Он вспомнил рассказы о том, как немцы высмеивали бедность русских изб, с гадливым удивлением разглядывали детские люльки, печи, горшки, картинки на стенах, кадушки, глиняных раскрашенных петухов, милый и чудный мир, в котором рождались и росли ребята, побежавшие от немецких танков.
Водитель машины любознательно сказал:
— Глядите, товарищ подполковник!
Четверо немцев несли на шинели товарища. По их лицам, напружившимся шеям было видно, что они скоро сами упадут. Их мотало из стороны в сторону. Тряпье, которым они были обмотаны, путалось в ногах, сухой снег лупил их по безумным глазам, обмороженные пальцы цеплялись за края шинели.
— Доигрались фрицы, — сказал водитель.
— Не мы их звали, — угрюмо сказал Даренский.
А потом вдруг счастье захлестывало его, — в снежном тумане степной целиной шли на запад советские танки — тридцатьчетверки, злые, быстрые, мускулистые…
Из люков, высунувшись по грудь, глядели танкисты в черных шлемах, в черных полушубках. Они мчались по великому степному океану, в снежном тумане, оставляя за собой мутную снеговую пену, — и чувство гордости, счастья перехватывало дыхание…
Закованная сталью Россия, грозная, хмурая, шла на запад.
При въезде в деревню образовался затор.
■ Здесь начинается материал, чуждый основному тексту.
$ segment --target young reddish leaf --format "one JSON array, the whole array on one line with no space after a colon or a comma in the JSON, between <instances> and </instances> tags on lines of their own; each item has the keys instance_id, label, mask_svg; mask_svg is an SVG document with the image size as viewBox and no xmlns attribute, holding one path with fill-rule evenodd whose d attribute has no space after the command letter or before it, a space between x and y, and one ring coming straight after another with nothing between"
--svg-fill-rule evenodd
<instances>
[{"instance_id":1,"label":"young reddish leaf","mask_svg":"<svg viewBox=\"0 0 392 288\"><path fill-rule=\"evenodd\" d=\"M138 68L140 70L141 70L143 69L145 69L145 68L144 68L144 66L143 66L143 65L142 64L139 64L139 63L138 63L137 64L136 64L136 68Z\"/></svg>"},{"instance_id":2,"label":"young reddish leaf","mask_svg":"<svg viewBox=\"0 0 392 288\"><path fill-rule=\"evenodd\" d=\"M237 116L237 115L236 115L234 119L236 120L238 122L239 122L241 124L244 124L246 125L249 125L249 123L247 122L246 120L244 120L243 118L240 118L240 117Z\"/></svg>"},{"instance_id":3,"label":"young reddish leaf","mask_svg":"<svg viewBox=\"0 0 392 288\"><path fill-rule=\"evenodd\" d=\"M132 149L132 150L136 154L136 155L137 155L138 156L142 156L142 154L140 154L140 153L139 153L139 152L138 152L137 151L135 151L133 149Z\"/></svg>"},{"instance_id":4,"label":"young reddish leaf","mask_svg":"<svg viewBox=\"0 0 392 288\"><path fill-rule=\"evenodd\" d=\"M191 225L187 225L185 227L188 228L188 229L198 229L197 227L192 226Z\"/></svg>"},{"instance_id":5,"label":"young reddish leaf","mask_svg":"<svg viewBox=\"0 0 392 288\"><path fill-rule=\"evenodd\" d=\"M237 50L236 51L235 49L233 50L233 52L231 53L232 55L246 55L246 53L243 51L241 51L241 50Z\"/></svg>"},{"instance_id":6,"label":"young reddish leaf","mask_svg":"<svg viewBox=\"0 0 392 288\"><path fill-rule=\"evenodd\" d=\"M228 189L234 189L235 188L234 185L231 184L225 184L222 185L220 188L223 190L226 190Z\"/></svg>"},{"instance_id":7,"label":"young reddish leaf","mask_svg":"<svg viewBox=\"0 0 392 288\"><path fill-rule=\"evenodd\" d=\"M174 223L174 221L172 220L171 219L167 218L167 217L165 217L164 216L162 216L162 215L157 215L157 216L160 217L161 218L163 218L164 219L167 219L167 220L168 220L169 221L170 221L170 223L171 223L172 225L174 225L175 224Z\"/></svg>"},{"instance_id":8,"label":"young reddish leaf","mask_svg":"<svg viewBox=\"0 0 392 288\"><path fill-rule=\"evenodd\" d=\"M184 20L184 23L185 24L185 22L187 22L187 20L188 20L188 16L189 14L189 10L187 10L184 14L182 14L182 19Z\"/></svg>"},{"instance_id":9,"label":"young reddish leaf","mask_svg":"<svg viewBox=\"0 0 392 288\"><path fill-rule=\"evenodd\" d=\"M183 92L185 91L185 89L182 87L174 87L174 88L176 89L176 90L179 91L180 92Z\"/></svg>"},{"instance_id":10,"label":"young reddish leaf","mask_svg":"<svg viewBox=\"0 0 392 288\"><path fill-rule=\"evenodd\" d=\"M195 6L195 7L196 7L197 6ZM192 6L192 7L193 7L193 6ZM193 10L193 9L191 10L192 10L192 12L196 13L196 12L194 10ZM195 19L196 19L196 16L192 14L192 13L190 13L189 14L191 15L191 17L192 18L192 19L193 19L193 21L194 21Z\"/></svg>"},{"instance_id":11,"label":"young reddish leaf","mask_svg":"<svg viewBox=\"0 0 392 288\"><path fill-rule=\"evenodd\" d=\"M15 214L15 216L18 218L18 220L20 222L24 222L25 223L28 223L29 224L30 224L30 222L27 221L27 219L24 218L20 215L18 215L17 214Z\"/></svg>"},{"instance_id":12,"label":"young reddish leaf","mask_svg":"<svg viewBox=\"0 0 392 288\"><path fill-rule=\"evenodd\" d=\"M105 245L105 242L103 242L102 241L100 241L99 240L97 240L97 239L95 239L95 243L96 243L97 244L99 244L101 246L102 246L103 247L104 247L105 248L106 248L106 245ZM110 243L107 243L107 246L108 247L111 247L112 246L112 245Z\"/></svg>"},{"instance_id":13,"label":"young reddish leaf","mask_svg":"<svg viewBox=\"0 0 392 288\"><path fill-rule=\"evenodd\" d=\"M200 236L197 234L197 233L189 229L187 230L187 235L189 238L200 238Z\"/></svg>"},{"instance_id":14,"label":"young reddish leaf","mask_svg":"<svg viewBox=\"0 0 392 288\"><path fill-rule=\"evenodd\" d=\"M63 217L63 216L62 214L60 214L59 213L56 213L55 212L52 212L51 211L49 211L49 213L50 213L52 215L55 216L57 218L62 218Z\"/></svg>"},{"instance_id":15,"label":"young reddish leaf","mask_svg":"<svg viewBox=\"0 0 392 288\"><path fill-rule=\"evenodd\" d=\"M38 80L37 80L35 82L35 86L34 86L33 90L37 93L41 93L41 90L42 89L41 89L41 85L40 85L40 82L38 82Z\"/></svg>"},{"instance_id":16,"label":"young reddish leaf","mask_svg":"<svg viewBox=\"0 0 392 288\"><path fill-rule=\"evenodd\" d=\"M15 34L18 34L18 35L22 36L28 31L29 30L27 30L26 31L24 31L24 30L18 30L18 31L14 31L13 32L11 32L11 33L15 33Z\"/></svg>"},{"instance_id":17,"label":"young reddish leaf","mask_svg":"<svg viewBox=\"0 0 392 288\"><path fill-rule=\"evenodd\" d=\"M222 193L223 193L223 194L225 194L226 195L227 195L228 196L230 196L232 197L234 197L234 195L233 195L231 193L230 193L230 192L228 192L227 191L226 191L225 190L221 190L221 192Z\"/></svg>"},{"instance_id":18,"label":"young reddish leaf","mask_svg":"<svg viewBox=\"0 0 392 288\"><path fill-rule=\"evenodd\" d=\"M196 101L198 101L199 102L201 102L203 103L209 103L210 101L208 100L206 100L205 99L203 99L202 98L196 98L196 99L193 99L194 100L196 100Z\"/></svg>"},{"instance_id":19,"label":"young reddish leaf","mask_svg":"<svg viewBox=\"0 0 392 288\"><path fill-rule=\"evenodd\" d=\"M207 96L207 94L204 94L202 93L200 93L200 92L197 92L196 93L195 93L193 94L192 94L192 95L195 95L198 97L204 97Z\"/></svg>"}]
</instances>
Даренский сошел с машины, прошел мимо стоявших в два ряда грузовиков, мимо крытых брезентом «катюш»… Через дорогу на большак перегоняли группу пленных. Сошедший с легковой машины полковник в папахе серебристого каракуля, какую можно было добыть, либо командуя армией, либо находясь в дружбе с фронтовым интендантом, смотрел на пленных. Конвоиры покрикивали на них, замахивались автоматами:
— Давай, давай, веселей!
Невидимая стена отделяла пленных от водителей грузовиков и красноармейцев, холод, больший, чем степная стужа, мешал глазам встретиться с глазами.
— Гляди, гляди, хвостатый, — сказал смеющийся голос.
Через дорогу на четвереньках полз немецкий солдат. Кусок одеяла, с вылезшими клочьями ваты, волочился следом за ним. Солдат полз торопливо, по-собачьи перебирая руками и ногами, не поднимая головы, точно чутьем вынюхивая след. Он полз прямо на полковника, и стоявший рядом водитель сказал:
— Товарищ полковник, укусит, ей-Богу, целится.
Полковник шагнул в сторону и, когда немец поравнялся с ним, пихнул его сапогом. И некрепкого толчка хватило, чтобы перешибить воробьиную силу пленного. Руки и ноги его расползлись в стороны.